Current-driven nonlinear skyrmion dynamics in altermagnets

TL;DR

This paper investigates current-driven skyrmion dynamics in frustrated altermagnets, revealing unanticipated helicity rotation behaviors and potential applications in THz technology and frequency combs.

Contribution

It uncovers the unidirectional helicity rotation independent of the Hall angle and demonstrates the generation of magnon frequency combs in altermagnets.

Findings

Helicity unidirectionally rotates with current density squared.

Helicity rotation velocity is highly anisotropic.

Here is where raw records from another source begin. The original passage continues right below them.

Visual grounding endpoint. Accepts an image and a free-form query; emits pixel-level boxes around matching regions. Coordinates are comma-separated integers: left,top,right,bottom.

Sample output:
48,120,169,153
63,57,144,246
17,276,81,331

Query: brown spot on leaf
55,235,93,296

Helicity oscillations occur in the terahertz regime.

Abstract

The center of mass and helicity are two dynamic degrees of freedom of skyrmions. In this work, we study the current-driven skyrmion motion in frustrated altermagnets. Contrary to conventional wisdom, we find that the skyrmion helicity is not locked with the skyrmion Hall angle, but unidirectionally rotates with a global angular velocity proportional to the square of the current density. In addition, we find that the helicity rotation velocity is highly anisotropic, depending on the direction of current flows. We also observe helicity oscillation in the terahertz regimes, where the nonlinear mixing between the fast and slow modes generates a magnon frequency comb. Full atomistic spin dynamics simulations verify our theoretical predictions. Our results establish frustrated altermagnets as a promising platform for skyrmionics, THz technology, and frequency comb.